Look at Terminator 2, which is as close to a perfect action movie as anyone will ever make. At the beginning, you think Robert Patrick’s character is human, so by the time you figure out he’s metal, you don’t ask yourself how something metal could be sent back in a time sphere, when it’s clearly established in canon by the same director and writer of the first movie, that if it’s dead, it won’t go. But you don’t care. You don’t give a shit. Now, if he showed up as metal, you would have cared. And T2 has a different paradox than the first movie does. Why doesn’t Sarah ever say to herself, “Wait a minute, if I change the future and prevent the apocalypse, that means the father of my child never comes back to me, and that means my child is never born?” She never has that conversation and you never think about it while you’re watching it, even though it’s a pretty straightforward time travel paradox.
Can you describe any scenes that were fleshed out, but were jettisoned or materially changed, for practical reasons?
Laeta: There was a scene we wrote when Sarah was a child, asking Guardian over and over again for a tea party. And you eventually see the tea party set up, but then we reveal that Sarah’s actually being trained to snipe – to shoot the teacups.

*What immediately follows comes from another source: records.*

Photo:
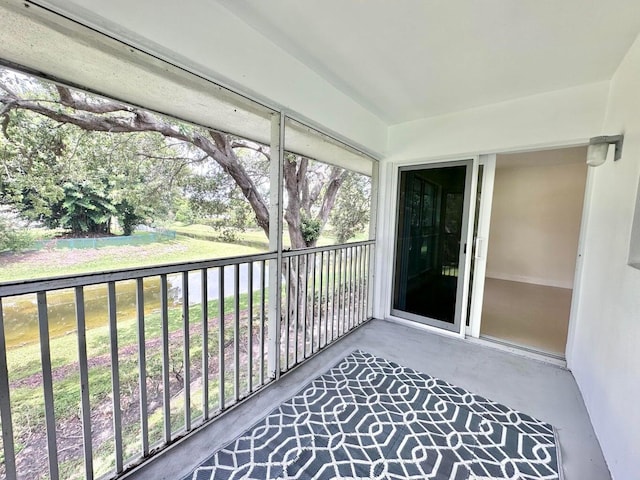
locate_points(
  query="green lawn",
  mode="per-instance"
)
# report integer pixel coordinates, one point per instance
(51, 263)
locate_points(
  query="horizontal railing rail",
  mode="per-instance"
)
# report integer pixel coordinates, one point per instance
(99, 371)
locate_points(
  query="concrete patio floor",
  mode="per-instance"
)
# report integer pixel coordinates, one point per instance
(543, 390)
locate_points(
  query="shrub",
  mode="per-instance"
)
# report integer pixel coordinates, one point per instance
(14, 237)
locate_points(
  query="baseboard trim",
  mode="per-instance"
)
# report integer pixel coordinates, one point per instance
(533, 280)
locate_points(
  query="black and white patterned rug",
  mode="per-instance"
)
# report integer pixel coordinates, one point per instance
(368, 418)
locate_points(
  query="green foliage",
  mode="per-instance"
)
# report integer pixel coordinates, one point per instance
(13, 236)
(86, 208)
(350, 214)
(310, 229)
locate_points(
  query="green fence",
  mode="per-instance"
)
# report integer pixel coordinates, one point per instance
(78, 243)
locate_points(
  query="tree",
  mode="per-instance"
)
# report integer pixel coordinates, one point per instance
(64, 176)
(310, 196)
(350, 214)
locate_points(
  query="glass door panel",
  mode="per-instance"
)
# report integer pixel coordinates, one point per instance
(429, 262)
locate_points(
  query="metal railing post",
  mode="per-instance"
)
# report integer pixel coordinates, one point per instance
(275, 242)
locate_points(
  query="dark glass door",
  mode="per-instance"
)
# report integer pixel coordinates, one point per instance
(432, 223)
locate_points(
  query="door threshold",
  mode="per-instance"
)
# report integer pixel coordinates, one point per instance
(517, 349)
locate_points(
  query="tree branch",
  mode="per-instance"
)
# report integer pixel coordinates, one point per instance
(67, 99)
(336, 178)
(89, 118)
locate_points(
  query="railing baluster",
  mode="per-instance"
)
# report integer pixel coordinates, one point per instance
(320, 302)
(313, 304)
(360, 283)
(305, 306)
(262, 318)
(221, 336)
(356, 287)
(333, 297)
(5, 407)
(298, 280)
(166, 384)
(347, 287)
(142, 364)
(84, 383)
(350, 287)
(287, 339)
(186, 343)
(368, 270)
(236, 331)
(340, 297)
(250, 313)
(115, 375)
(47, 384)
(204, 307)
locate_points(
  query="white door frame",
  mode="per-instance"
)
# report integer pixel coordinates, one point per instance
(388, 215)
(481, 243)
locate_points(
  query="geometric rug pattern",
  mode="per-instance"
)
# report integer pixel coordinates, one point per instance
(368, 418)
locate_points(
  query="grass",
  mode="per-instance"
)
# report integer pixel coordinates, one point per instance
(27, 401)
(51, 263)
(24, 361)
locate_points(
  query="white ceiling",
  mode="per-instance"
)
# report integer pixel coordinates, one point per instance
(409, 59)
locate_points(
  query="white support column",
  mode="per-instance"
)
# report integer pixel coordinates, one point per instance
(275, 242)
(373, 229)
(481, 243)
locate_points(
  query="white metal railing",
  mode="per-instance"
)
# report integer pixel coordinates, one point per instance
(194, 344)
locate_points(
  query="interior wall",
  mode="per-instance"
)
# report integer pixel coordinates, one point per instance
(603, 346)
(535, 217)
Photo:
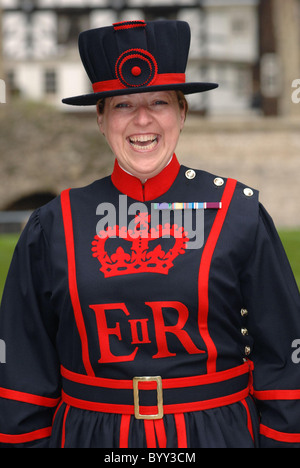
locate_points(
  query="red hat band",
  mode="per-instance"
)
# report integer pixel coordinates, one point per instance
(135, 68)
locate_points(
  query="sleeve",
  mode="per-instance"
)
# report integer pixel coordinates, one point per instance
(272, 300)
(29, 377)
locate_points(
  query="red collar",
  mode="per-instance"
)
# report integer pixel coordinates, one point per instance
(152, 189)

And given that Guardian has interacted with Sarah since she was nine years old, is his attachment to her simply the result of acquiring data over time, or is he achieving a true bond and a higher consciousness?
Laeta: It’s an arguable point. I could go both ways.
Patrick: I’d say yes to a higher consciousness. I think he is self aware, because he’s teaching Sarah and Sarah’s teaching him. And just because he isn’t human, that doesn’t mean he doesn’t love her and it doesn’t mean he wouldn’t die to protect her, and it’s not just because of his programming. This goes beyond that. And Arnold’s character – his mere existence and how he interacts, is the key hope for the future.
Laeta: But that’s from T2, when Sarah says: “Because if a machine—a Terminator – can learn the value of a human life, maybe we can too.”